New A$5M research project to treat ‘untreatable’ cancers in Australia
Australia’s national science agency CSIRO and GenesisCare, one of Australia’s largest cancer care providers, today announced a A$5.1M research partnership which focuses on an emerging area of science called theranostics to develop new therapies against some of the most fatal and difficult-to-treat cancers affecting Australians.
What’s it about
According to the Theranostics Australia website, theranostics uses specific biological pathways in the human body, to acquire diagnostic images and also to deliver a therapeutic dose of radiation to the patient. A specific diagnostic test shows a particular molecular target on a tumour, allowing a therapy agent to specifically target that receptor on the tumour, rather than more broadly the disease and location it presents.

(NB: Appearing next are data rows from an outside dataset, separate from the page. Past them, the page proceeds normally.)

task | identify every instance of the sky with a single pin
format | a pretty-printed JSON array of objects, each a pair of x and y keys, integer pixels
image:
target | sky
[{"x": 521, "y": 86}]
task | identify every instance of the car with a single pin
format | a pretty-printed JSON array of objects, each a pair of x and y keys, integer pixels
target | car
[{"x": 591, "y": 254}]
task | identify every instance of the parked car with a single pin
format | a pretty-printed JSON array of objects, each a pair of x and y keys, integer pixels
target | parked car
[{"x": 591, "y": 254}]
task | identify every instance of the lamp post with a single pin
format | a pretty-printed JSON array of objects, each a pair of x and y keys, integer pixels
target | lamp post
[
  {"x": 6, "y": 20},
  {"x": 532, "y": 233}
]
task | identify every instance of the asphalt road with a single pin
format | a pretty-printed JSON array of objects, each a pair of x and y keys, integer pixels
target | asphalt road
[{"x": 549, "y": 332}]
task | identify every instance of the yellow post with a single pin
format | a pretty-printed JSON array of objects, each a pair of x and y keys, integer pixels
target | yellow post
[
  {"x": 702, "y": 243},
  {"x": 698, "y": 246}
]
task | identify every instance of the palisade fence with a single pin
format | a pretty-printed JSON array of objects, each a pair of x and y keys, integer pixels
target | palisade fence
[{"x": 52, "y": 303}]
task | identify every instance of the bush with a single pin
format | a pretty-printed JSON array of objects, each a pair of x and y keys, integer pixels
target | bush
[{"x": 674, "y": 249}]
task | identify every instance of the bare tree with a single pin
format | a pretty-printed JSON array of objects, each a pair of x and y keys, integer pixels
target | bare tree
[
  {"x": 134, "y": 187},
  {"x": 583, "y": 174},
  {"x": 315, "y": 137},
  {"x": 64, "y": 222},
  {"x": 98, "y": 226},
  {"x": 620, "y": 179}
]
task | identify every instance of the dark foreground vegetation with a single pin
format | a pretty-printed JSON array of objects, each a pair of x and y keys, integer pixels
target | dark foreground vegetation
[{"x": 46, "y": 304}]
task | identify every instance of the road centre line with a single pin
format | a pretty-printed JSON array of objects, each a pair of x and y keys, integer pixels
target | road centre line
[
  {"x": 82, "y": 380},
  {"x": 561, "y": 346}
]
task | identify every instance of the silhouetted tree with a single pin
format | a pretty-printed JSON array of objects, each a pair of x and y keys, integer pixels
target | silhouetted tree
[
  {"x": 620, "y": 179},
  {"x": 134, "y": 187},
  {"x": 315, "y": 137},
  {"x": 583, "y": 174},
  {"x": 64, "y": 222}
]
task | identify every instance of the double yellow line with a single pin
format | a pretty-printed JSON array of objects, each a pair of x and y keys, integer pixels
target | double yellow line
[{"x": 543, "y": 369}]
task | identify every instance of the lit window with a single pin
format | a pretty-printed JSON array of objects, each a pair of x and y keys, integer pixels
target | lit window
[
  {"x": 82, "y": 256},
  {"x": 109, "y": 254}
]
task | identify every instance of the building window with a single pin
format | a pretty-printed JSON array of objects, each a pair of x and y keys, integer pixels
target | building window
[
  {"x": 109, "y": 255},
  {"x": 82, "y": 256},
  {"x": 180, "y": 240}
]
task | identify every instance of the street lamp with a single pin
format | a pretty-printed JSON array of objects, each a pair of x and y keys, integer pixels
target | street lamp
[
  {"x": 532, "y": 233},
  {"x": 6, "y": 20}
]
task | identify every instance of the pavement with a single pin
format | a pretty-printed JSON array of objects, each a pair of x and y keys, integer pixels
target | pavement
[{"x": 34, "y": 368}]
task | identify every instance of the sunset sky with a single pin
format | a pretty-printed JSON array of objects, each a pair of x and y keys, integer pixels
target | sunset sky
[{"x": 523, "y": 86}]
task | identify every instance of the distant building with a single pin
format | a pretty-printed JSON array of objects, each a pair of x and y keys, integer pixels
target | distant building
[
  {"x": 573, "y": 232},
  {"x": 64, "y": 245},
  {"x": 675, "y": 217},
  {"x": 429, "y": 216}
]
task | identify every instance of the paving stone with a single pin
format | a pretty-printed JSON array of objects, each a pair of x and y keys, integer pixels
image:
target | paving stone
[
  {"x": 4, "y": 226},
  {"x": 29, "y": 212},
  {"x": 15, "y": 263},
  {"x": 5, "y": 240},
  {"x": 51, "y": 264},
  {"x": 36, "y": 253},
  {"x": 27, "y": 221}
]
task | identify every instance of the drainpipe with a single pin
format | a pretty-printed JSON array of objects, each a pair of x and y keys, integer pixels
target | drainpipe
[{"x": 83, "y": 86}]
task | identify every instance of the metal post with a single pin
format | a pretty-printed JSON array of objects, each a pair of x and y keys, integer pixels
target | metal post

Treatments successfully designed in the project will be trialled locally in Australia through GenesisCare's clinical network, giving Australian cancer patients access to new treatments sooner, rather than waiting for treatments to be developed and trialled overseas first.
Access to this form of treatment has historically been limited globally, and it is hoped this investment may help spark a new theranostics industry in Australia to ultimately improve patient outcomes.
GenesisCare is building a network of clinical centres to support research into new therapies, and is providing compassionate access to treatment for patients who have exhausted conventional treatments for prostate cancer.
Currently GenesisCare offers theranostics treatment in Hurstville (New South Wales), Perth (Western Australia), on the Gold Coast (Queensland), and in Windsor (UK), with plans to introduce the treatment to more centres in 2019.
The new research project forms part of CSIRO's Probing Biosystems Future Science Platform and builds on CSIRO's expertise in cancer biomarker research.
What’s the trend
Cancer remains the leading cause of death in Australia, with almost 50,000 deaths from cancer estimated in 2019, including 3051 deaths from pancreatic cancer, 1549 deaths from brain cancer, and 1046 deaths from ovarian cancer anticipated this year alone.
On the record
“We're targeting cancers that are currently the most 'untreatable', such as brain, pancreatic and ovarian cancers and metastatic cancers, because that's where we think we can make a profound difference,” CSIRO project lead Professor Stephen Rose said in a statement.
“We’re exploring a very exciting approach called theranostic cancer treatment, which is a type of precision medicine that finds and attacks individual cancer cells in a person’s body – rather than attacking both cancerous and healthy cells.”
Associate Professor Peter O'Brien, Chief Medical Officer at GenesisCare, said the project builds on research and ongoing clinical trials using theranostics.
"We've seen a rapidly developing body of evidence in theranostics in prostate cancer and neuroendocrine tumours, and this partnership aims to accelerate the time it takes to bring findings from the lab to the clinic for other hard to treat cancers," he said.